Undoubtedly Brazil, Russia, India and Turkey provide alternative options. Establishing competition between suppliers and service providers is an advantage for African countries. Another advantage is access to the Yiwu Grand Bazaar, which supplies Africa with cheap manufactured goods its traditional partners cannot offer African consumers. However, these advantages are useless if Africa does not take the opportunity to make practical use of its links with China – in other words, to positively exploit China.
The Chinese presence in Africa is particularly evident in the construction, oil exploration and mining sectors, as well as in the importation of goods. However, Chinese companies have little input in material production on the continent. Furthermore, the Chinese presence is very different in qualitative terms from the industrialising presence of western countries in China at the root of the ‘Chinese miracle’.
Undoubtedly more serious is the range of projects carried out by Chinese companies. In the case of a build, operate and transfer (BOT) contract, the company selected to implement the project is an investor that is compensated by exploiting the infrastructure it has created in a country. The investor company must also take account of the running costs to guarantee the return on its investment and to make a profit. However, in the case of an engineering, procurement and construction (EPC) contract, the company selected is only a service provider paid a fixed amount (in kind or in cash) on completion of the work. In this second case the prime contractor is not required to look ahead; the cost of a BOT contract is therefore higher than that of an EPC project. This latter solution is consequently more popular given the low cost and speed of execution – presumably at the expense of quality — that takes precedence when choosing a contractor. Favouring the short-term over the long-term could mean that China is a better opportunity for the powers in place who purchase social peace and guarantee their continued existence through projects that are effectively mortgages on the future than for the economies of these countries.
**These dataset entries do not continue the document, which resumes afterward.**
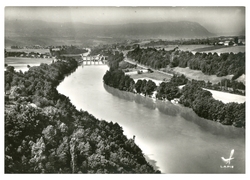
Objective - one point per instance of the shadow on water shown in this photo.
(188, 114)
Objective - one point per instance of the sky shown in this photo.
(215, 19)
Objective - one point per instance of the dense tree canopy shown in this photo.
(44, 133)
(208, 63)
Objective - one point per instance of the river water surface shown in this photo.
(176, 141)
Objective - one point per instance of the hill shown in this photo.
(27, 32)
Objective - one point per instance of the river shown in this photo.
(176, 141)
(21, 63)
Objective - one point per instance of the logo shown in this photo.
(228, 160)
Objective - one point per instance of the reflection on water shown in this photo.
(173, 137)
(21, 63)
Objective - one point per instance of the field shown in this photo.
(221, 49)
(181, 47)
(227, 97)
(42, 51)
(193, 47)
(198, 75)
(155, 75)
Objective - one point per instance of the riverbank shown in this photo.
(163, 137)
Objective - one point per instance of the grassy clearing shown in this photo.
(227, 97)
(29, 50)
(221, 49)
(154, 75)
(198, 75)
(193, 47)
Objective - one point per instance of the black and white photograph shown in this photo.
(124, 89)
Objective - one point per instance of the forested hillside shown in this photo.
(44, 133)
(208, 63)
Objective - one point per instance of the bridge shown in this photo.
(94, 60)
(86, 60)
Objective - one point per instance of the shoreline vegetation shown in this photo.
(191, 95)
(44, 133)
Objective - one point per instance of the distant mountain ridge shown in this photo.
(166, 30)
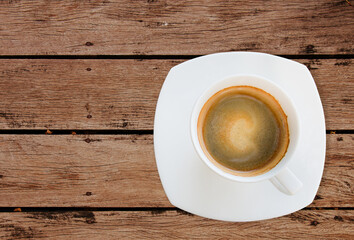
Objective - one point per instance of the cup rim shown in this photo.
(194, 132)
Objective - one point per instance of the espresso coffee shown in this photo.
(243, 130)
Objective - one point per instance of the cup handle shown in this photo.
(287, 182)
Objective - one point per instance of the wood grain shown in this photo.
(122, 94)
(304, 224)
(120, 171)
(175, 27)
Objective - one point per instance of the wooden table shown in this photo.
(79, 83)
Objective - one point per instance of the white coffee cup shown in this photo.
(280, 175)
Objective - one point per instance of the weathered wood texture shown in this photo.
(175, 27)
(305, 224)
(122, 94)
(120, 171)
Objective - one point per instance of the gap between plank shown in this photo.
(126, 209)
(105, 132)
(300, 56)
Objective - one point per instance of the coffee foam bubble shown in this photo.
(240, 132)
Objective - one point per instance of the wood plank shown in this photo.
(120, 171)
(122, 94)
(304, 224)
(175, 27)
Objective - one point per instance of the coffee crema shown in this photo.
(243, 130)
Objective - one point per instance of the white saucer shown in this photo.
(189, 184)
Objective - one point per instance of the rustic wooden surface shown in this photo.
(91, 72)
(120, 171)
(304, 224)
(160, 27)
(122, 94)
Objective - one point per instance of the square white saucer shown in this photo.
(189, 184)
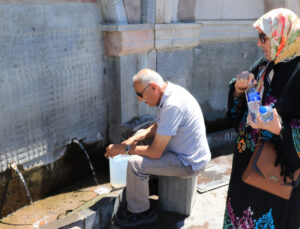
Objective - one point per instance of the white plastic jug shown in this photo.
(117, 170)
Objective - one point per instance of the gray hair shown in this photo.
(146, 76)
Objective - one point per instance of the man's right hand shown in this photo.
(129, 141)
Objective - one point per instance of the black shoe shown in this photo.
(129, 219)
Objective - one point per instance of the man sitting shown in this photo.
(179, 147)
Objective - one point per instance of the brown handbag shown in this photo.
(262, 173)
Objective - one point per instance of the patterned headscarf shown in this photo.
(283, 27)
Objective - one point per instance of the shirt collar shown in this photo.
(166, 94)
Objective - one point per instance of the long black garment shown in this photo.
(246, 206)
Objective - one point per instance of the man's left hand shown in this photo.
(114, 149)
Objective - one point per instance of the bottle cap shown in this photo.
(262, 109)
(253, 97)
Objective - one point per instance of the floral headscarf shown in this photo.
(283, 27)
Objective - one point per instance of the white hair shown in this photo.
(146, 76)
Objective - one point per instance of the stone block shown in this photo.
(176, 66)
(148, 8)
(208, 9)
(177, 36)
(177, 194)
(231, 30)
(242, 9)
(186, 10)
(113, 11)
(133, 11)
(119, 43)
(229, 9)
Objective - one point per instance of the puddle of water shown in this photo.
(15, 167)
(102, 190)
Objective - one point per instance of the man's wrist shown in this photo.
(127, 149)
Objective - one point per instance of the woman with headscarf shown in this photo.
(277, 78)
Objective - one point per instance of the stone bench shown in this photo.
(177, 194)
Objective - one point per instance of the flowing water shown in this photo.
(14, 166)
(99, 190)
(88, 157)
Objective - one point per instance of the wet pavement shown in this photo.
(209, 208)
(56, 206)
(207, 213)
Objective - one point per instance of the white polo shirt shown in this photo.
(179, 115)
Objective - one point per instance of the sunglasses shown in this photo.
(140, 94)
(262, 37)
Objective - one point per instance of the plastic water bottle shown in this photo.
(266, 113)
(253, 100)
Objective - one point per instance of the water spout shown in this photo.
(15, 167)
(99, 190)
(74, 140)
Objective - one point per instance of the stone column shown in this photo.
(186, 10)
(170, 11)
(128, 49)
(113, 11)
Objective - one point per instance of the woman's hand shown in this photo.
(242, 83)
(273, 126)
(114, 149)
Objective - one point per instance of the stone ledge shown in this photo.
(177, 36)
(230, 30)
(120, 43)
(125, 27)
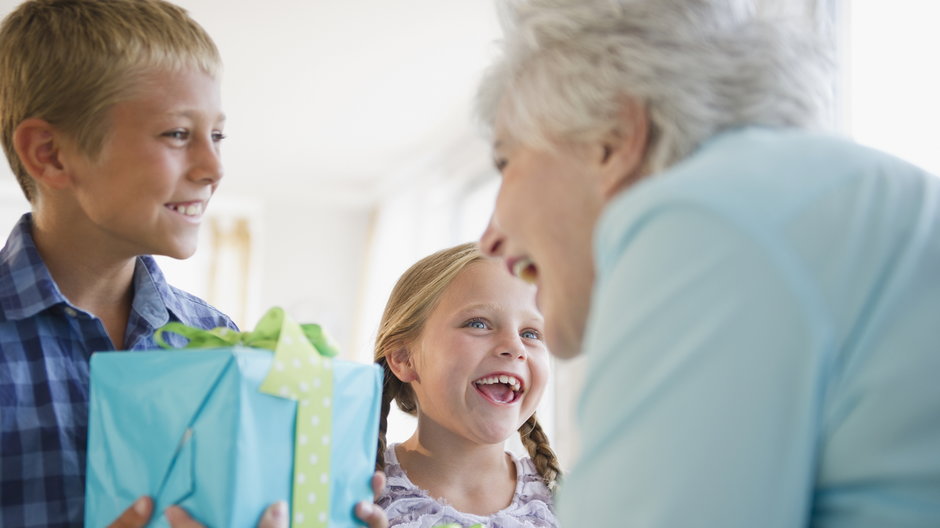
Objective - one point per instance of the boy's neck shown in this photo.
(473, 478)
(96, 282)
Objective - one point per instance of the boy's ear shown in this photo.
(38, 144)
(623, 152)
(401, 365)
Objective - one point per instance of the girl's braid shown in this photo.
(536, 442)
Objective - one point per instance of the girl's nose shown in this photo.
(513, 348)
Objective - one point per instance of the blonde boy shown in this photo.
(110, 119)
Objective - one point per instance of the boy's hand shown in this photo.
(136, 516)
(368, 512)
(139, 513)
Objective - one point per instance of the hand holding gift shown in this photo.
(227, 430)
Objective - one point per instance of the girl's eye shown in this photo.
(476, 323)
(531, 334)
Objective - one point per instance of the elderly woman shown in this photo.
(759, 302)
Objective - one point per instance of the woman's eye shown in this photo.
(177, 134)
(530, 334)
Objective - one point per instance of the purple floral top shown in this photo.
(408, 506)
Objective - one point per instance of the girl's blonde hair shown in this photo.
(410, 304)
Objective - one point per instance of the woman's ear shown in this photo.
(401, 365)
(38, 144)
(622, 155)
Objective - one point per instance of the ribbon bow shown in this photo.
(301, 371)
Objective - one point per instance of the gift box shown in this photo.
(228, 428)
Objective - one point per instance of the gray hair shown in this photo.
(697, 66)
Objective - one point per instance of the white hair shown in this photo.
(697, 66)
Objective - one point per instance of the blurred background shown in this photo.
(352, 150)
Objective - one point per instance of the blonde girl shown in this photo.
(461, 344)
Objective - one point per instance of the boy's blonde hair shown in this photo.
(409, 306)
(68, 61)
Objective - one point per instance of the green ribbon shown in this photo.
(302, 371)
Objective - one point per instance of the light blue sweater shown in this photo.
(764, 343)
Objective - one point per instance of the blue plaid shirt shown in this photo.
(45, 345)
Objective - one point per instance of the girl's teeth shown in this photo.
(188, 210)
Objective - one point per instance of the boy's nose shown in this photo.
(207, 163)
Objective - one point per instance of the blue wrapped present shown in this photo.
(225, 432)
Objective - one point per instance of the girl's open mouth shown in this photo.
(500, 388)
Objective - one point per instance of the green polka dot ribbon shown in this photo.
(302, 371)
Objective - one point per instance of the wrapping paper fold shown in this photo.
(224, 432)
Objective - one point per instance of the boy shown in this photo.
(110, 119)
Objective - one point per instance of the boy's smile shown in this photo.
(148, 188)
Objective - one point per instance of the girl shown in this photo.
(461, 345)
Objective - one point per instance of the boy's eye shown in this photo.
(530, 334)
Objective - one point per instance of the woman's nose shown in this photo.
(491, 242)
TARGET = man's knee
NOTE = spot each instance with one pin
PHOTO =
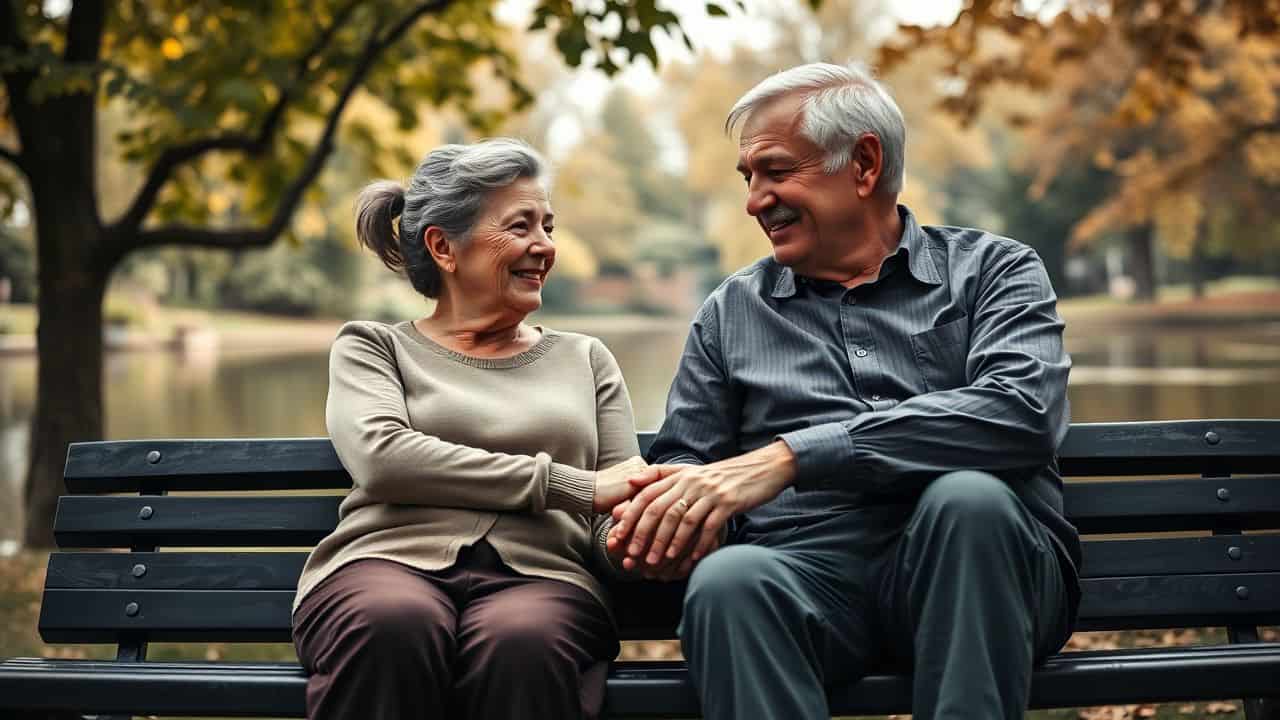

It is not enough for African governments to exploit Chinese (or other foreign) companies, they must also ensure that foreign companies’ participation forms part of a development strategy that accounts for the real costs of investments and their long-term impact. Then –and only then– can we consider whether China is actually an opportunity for African countries or whether the financial support granted to Chinese companies during the last Forum on China-Africa Cooperation will benefit African development. And finally whether this really is a win-win partnership. Whether it will be is ultimately more dependent on Africa than on China, as suggested by Lamido Sanusi in 2013 in his much talked about letter to the Financial Times.